Michael Millman - Soleil Securities

Analyst

And talking about following up on what you said, Ron, Hertz seem to be particularly optimistic about '07, are they drinking out of a different fountain than you are?

Ron Nelson

Chief Executive Officer

No. look I hope everything that they say on their road show comes true because by and large we have the same mix of business. We are both premium players and if the market is good then we'll both benefit similarly. What it -- it does appear that they have more risk fleet than we do. So if the used car market holds up, then we will enjoy a slight advantage on that, but I think we are just cautious about going forward in '07 and we may I hope everything they say is correct.

Michael Millman - Soleil Securities

Analyst

Great. Thank you.

Operator

Operator

And we will take our final question from Emily Shanks with Lehman Brothers.

Emily Shanks - Lehman Brothers

Analyst · Lehman Brothers

Thank you. And just a quick question around the vehicle debt, is there a reason or could you give a little bit of color as to why it's down sequentially quarter-over-quarter?

David Wyshner

Chief Financial Officer

Sure Emily. It principally relates to seasonality. I think there is no significant change in how we are financing the fleet. The issue is that at the end of June we are pretty close to our -- we are much closer to our seasonal peak to support July and August and summer leisure volumes and over the course of September, we reduce our fleet fairly significantly and that causes the debt to decline typically from June to September.

Emily Shanks - Lehman Brothers

Analyst · Lehman Brothers

Okay. Great. That's helpful. And then just one quick follow-up as most of my questions have been answered, will you be providing the supplemental data for Avis Budget LLC as you did for the second quarter with more balance sheet etcetera?

David Wyshner

Chief Financial Officer

Yes.
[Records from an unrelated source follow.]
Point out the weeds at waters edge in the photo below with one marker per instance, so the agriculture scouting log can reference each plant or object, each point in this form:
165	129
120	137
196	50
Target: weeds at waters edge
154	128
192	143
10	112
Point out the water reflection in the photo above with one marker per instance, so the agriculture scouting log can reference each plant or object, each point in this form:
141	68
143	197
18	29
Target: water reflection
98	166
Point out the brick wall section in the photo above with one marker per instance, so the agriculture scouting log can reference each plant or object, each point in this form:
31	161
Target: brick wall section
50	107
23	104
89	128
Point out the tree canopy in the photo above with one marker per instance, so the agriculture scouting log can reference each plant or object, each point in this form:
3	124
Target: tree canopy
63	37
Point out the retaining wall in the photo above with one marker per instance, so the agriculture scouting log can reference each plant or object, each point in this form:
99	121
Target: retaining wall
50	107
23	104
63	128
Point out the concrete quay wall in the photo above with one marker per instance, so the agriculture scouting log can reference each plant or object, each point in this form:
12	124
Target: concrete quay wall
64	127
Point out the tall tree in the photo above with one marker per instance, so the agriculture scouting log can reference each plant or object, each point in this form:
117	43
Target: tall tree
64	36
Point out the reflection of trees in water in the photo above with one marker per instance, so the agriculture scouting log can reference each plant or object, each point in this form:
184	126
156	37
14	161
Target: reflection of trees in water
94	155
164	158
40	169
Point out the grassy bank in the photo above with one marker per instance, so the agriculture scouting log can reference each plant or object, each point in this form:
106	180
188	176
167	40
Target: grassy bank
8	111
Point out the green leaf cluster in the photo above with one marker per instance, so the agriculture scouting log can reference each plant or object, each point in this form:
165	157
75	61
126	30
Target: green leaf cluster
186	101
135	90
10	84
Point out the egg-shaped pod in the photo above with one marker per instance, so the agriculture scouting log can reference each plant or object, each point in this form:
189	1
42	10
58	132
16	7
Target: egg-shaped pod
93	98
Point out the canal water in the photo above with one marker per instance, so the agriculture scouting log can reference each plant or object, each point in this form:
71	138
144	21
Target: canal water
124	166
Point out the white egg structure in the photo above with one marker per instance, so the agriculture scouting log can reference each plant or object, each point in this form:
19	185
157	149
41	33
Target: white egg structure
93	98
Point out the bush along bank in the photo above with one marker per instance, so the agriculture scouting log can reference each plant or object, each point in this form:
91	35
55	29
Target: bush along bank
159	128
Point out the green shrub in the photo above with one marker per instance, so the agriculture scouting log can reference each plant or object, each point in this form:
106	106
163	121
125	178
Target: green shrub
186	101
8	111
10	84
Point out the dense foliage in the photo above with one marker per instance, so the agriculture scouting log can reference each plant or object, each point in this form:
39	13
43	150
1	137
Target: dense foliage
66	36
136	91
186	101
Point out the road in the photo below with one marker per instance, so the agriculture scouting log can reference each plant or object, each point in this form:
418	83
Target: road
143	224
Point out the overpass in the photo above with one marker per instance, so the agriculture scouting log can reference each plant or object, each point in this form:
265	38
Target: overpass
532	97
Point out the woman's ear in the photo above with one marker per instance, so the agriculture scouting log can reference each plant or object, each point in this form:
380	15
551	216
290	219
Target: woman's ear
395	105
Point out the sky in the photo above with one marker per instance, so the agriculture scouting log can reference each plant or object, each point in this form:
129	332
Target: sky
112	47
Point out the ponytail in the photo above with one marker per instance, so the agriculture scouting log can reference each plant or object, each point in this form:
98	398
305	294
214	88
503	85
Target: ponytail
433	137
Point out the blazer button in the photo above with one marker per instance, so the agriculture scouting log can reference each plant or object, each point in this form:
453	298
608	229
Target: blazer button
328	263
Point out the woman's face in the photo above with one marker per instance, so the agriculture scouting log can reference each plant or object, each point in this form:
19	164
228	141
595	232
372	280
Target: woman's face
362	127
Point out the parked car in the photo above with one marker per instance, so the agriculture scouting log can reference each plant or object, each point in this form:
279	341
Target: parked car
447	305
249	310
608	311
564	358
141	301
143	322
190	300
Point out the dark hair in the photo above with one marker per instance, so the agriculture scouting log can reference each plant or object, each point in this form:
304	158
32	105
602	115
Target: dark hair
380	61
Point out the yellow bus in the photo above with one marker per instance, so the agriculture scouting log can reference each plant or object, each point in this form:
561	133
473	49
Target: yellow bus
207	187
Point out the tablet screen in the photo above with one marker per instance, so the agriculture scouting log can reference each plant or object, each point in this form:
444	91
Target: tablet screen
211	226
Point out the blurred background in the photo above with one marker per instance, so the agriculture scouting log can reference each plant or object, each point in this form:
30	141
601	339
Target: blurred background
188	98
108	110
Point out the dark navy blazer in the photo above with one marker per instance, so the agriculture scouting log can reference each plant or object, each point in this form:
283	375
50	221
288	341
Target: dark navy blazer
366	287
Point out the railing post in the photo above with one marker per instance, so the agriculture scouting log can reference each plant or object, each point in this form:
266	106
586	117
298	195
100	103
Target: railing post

That’s a great question. We do expect to post the Avis Budget Car Rental LLC financials next week.

Emily Shanks - Lehman Brothers

Analyst · Lehman Brothers

Next week, okay. Thank you.

Operator

Operator

And that’s all the time we have for questions, I'll turn it back over to our speakers for any additional or closing comments.

Ron Nelson

Chief Executive Officer

No I think that’s it. I thank you all for joining our first call and we look forward to talking to you at the end of the year. Thank you

Operator

Operator

Thank you. That does conclude today's conference call. We thank you for your participation. Have a great day.